30 Kasım 2019 Cumartesi

Bakırköy Belediye Tiyatrosu'nda Tuhaf Bir Miras Hikayesi ( Peter Quilter )


Oyunları 27 dilde 40 ülkede oynanan Peter Quilter’in ‘Curtain up!’ oyunu Nazlı Gözde Yolcu tarafından ‘Perde!’ İsmiyle Türkçeye çevrilmiş ve ONK Ajans’ın koleksiyonuna eklenmiş.

 

Oyun Bakırköy Belediye Tiyatrosu tarafından  Yelda Baskın’ın uyarlaması ve rejisi ile ‘Tuhaf Bir Miras Hikayesi’ ismiyle oynanıyor. Uyarlama oyunun ve rollerin isimlerinin ve de oyunda beklenen ‘kurtarıcı’nın yerine bizden bir ünlünün seçilmesi, bizim seyircimize uzak noktaların budanması, yakın gelecek noktaların eklenmesi gibi  değişikler ve başka oyunlardan birkaç sahnenin, şarkının eklenmesi ile yeniden düzenlenmiş. Tekst açısından baktığımızda sıradan bir oyun. Ancak yazarın iyi bir konu yakaladığını söylemek gerekiyor:



Kendilerine bir tiyatro miras kaldığını öğrenen beş kadın zorunlu olarak biraraya gelirler.
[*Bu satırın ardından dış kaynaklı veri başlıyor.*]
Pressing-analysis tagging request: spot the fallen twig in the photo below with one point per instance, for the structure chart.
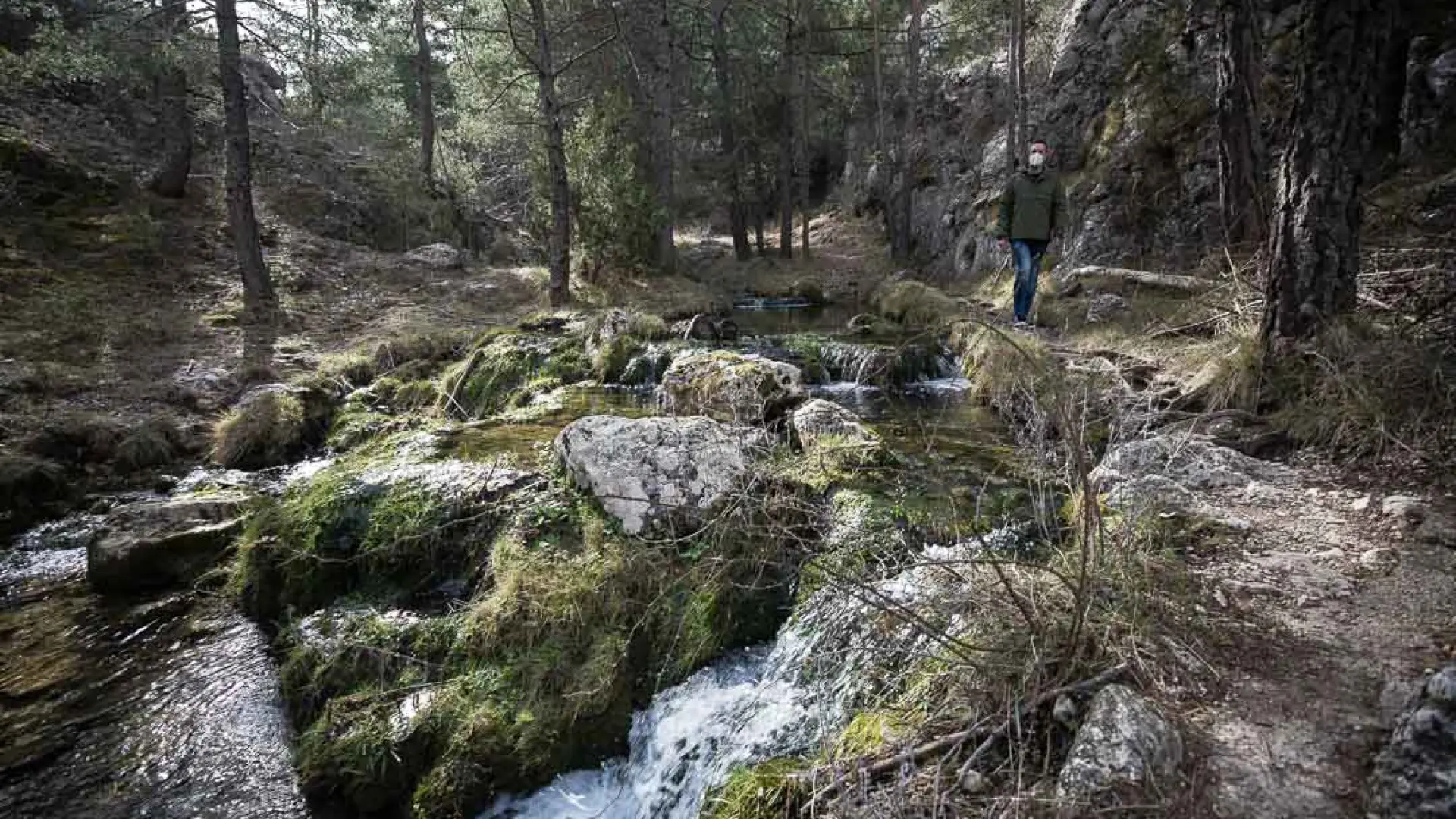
(960, 738)
(1185, 283)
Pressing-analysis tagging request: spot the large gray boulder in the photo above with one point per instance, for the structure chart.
(1123, 748)
(648, 471)
(1193, 463)
(161, 544)
(730, 387)
(1416, 773)
(440, 256)
(817, 419)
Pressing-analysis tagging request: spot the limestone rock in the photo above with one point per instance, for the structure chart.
(701, 328)
(1106, 308)
(1125, 744)
(817, 419)
(730, 387)
(648, 471)
(1190, 463)
(1414, 773)
(440, 256)
(159, 544)
(1407, 507)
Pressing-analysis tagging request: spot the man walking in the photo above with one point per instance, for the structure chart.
(1033, 209)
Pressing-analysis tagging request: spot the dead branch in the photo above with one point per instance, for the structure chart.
(951, 741)
(1166, 280)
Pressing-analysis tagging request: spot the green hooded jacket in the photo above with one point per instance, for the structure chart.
(1033, 207)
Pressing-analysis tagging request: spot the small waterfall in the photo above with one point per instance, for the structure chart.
(758, 704)
(647, 368)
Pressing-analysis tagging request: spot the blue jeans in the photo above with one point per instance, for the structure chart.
(1027, 253)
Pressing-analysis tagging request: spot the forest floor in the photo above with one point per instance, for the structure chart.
(1340, 613)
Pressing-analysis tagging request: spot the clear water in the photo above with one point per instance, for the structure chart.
(164, 708)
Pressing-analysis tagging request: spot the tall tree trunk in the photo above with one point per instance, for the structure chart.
(728, 136)
(905, 178)
(880, 82)
(259, 300)
(313, 55)
(802, 129)
(172, 174)
(1017, 67)
(560, 242)
(424, 67)
(1241, 200)
(1315, 232)
(786, 137)
(650, 42)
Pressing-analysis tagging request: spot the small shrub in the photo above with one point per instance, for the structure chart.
(150, 445)
(767, 790)
(913, 303)
(1360, 392)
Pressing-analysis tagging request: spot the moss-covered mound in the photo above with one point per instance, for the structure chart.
(484, 629)
(506, 371)
(913, 303)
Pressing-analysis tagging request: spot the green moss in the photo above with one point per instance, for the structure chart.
(149, 445)
(913, 303)
(767, 790)
(509, 369)
(268, 430)
(539, 672)
(613, 357)
(870, 732)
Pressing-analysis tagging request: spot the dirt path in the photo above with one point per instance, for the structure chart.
(1343, 613)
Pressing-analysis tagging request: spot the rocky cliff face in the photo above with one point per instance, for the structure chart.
(1126, 96)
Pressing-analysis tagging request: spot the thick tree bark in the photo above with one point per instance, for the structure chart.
(560, 242)
(424, 64)
(801, 96)
(1315, 231)
(786, 137)
(1241, 169)
(650, 44)
(259, 300)
(172, 172)
(315, 50)
(728, 136)
(900, 215)
(880, 82)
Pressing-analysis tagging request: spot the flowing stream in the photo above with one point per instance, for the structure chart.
(758, 704)
(171, 707)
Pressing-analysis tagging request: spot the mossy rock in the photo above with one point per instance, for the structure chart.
(767, 790)
(560, 629)
(509, 369)
(913, 303)
(31, 488)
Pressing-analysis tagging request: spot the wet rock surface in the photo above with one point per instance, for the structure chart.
(819, 419)
(1416, 773)
(1190, 463)
(168, 542)
(648, 469)
(165, 708)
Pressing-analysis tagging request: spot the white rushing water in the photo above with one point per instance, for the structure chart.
(758, 704)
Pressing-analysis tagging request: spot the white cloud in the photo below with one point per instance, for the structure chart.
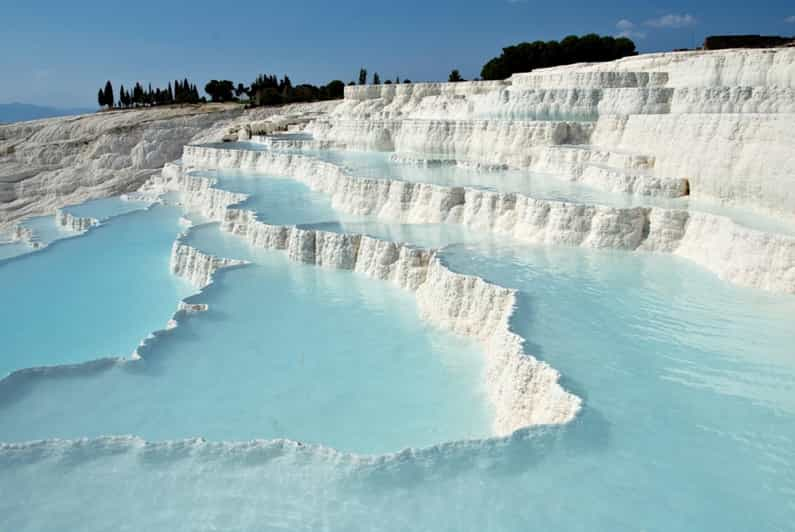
(627, 29)
(625, 24)
(672, 20)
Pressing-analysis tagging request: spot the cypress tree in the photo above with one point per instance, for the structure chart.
(108, 94)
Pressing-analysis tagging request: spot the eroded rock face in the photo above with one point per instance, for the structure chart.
(737, 254)
(713, 125)
(48, 164)
(55, 162)
(523, 390)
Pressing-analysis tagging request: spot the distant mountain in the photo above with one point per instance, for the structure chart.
(18, 112)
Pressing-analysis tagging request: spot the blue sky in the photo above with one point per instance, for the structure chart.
(58, 52)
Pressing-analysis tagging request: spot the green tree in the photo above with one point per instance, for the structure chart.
(220, 91)
(526, 56)
(108, 94)
(335, 89)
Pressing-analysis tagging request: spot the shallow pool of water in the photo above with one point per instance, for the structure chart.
(91, 296)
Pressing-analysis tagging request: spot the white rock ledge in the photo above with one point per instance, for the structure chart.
(735, 253)
(523, 390)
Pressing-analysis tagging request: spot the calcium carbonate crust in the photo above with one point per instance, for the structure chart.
(713, 125)
(523, 390)
(735, 253)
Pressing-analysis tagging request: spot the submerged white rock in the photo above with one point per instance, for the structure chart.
(523, 390)
(738, 254)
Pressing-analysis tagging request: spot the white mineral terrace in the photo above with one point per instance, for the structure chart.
(709, 125)
(523, 390)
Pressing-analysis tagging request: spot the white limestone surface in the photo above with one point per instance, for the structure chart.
(523, 390)
(738, 254)
(711, 124)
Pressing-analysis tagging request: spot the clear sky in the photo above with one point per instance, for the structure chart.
(59, 52)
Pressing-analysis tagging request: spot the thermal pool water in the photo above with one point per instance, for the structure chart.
(688, 420)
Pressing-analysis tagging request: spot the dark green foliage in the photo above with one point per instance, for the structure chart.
(526, 56)
(335, 89)
(241, 89)
(719, 42)
(182, 92)
(268, 89)
(108, 94)
(220, 91)
(264, 90)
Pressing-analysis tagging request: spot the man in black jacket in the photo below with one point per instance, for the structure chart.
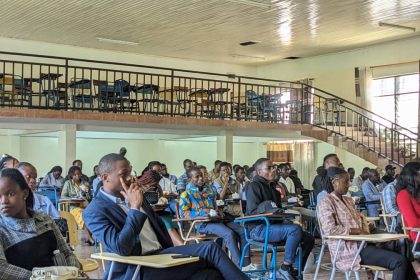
(262, 193)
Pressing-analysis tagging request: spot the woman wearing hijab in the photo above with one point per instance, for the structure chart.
(150, 183)
(28, 239)
(338, 216)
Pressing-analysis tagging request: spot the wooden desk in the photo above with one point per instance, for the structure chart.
(362, 238)
(66, 202)
(155, 261)
(269, 216)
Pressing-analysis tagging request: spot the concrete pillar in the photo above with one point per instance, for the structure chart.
(14, 146)
(67, 145)
(261, 150)
(225, 146)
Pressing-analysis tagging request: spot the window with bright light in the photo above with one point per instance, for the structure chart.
(397, 98)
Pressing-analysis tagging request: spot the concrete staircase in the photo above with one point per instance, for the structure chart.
(363, 144)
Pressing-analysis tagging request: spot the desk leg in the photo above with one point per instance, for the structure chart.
(362, 244)
(136, 272)
(110, 270)
(321, 253)
(335, 259)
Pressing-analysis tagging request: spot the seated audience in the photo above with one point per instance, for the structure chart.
(296, 181)
(195, 202)
(227, 188)
(351, 172)
(79, 164)
(126, 225)
(408, 198)
(182, 181)
(7, 161)
(94, 176)
(53, 178)
(283, 171)
(319, 179)
(371, 193)
(243, 182)
(41, 203)
(390, 174)
(75, 186)
(260, 192)
(214, 173)
(165, 174)
(149, 182)
(208, 186)
(28, 239)
(338, 216)
(389, 195)
(358, 182)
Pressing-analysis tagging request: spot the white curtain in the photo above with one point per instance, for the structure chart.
(304, 162)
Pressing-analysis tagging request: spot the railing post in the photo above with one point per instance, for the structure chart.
(66, 74)
(392, 140)
(172, 93)
(238, 110)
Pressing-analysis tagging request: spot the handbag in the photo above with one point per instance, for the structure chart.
(57, 273)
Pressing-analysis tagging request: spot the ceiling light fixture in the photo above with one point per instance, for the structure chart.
(262, 4)
(248, 56)
(114, 41)
(384, 24)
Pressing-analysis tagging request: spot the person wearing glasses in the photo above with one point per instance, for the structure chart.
(262, 191)
(7, 161)
(228, 188)
(41, 202)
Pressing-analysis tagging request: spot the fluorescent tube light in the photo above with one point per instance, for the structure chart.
(113, 41)
(248, 56)
(255, 3)
(391, 25)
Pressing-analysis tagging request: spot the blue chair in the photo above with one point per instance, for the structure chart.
(82, 98)
(265, 245)
(51, 193)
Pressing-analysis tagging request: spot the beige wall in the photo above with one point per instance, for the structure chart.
(43, 151)
(346, 158)
(33, 47)
(334, 73)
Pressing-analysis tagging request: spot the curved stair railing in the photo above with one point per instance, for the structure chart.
(59, 83)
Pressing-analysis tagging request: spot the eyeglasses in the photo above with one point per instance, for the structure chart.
(270, 167)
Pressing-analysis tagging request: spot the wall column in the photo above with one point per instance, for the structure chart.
(225, 146)
(14, 146)
(67, 145)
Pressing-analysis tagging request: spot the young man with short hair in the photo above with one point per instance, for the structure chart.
(262, 191)
(196, 202)
(126, 224)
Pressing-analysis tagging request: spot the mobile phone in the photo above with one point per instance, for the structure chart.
(181, 256)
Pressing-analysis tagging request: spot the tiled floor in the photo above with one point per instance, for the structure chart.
(84, 251)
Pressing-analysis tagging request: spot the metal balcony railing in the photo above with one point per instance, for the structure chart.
(57, 83)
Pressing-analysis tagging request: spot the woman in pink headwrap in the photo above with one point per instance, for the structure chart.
(150, 183)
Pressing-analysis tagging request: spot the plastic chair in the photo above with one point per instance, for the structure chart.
(324, 239)
(73, 235)
(265, 245)
(51, 193)
(189, 233)
(406, 229)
Mirası bırakan ise herbirinin hayatında farklı bir yeri olan Michael’dır.(uyarlamada Nejat) Birinin babası,  birinin eski eşi , birinin oğlu, birinin sevgilisi bir diğerinin ise patronudur. Birlikte yıllardan bu yana kapalı olan harap haldeki tiyatroyu canlandırmak ya da satmak konusunda karar vermeleri gerekmektedir. Tiyatroyu yeniden ayağa kaldırmayı denemeye karar verirler ancak önlerinde büyük bir engel vardır: büyük miktarda paraya ihtiyaç vardır. Bu parayı bulabilmek için “tiyatronu kurtar” başlıklı bir bağış gecesi organize etmeye karar verirler. Yine bir eksikleri vardır insanları bu bağış gecesine çekecek ünlü bir sanatçı.’(onk ajans oyun tanıtımından)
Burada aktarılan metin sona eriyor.